Friday, November 4, 2011, 3pm
Innovation Hall room 136

Ana Maria Rey

Building the Most Precise Atomic Clocks in the World by Studying Many-Body Physics

About 60 years ago, the second was defined by the Earth’s rotation. However, with the discovery of quantum mechanics and the quantized nature of the atomic energy levels, it became clear that atomic clocks could be more accurate and more precise than any mechanical or celestial reference previously known to man. Thus, in 1967 the second was redefined  in terms of atomic transitions in the microwave domain between two energy levels of cesium atoms.

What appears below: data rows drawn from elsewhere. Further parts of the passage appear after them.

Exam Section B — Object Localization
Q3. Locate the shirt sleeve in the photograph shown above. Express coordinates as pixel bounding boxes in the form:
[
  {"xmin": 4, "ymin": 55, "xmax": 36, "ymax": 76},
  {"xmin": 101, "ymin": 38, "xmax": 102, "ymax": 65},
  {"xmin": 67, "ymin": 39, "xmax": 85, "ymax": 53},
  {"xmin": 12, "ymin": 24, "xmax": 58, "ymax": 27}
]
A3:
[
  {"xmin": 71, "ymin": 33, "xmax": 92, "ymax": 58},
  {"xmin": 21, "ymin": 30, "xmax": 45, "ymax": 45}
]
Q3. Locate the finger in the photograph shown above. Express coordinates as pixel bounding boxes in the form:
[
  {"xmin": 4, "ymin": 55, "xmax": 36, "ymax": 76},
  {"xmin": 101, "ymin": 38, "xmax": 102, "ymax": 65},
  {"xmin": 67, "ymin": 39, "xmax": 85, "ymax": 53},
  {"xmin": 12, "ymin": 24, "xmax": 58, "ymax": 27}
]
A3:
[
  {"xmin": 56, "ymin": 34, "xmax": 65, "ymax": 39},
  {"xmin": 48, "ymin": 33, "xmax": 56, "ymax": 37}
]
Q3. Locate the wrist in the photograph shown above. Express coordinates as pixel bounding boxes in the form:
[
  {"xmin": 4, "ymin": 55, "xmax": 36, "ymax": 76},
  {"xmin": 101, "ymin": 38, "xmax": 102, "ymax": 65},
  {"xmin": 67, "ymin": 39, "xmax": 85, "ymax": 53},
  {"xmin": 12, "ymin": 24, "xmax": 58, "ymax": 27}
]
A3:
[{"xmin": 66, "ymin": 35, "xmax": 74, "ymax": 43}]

The  new generation of frequency standards,  however,  are optical clocks based  on single trapped ions or neutral atoms with optical transition frequencies, i.e. up to six orders of magnitude higher than microwaves. While currently the single trapped  ion clocks are at the forefront, neutral atom optical clocks have the potential to outperform  the latter due to the  possibility to simultaneously interrogate a large number of neutral atoms; This will be however only possible if we can understand and control atom-atom interactions.  In this talk I am going to describe our recent progress towards the understanding of the atomic collisions during clock operation. I will also explain why a precise characterization of the many-body physics could be extremely useful towards the further application of clock technology on quantum information sciences.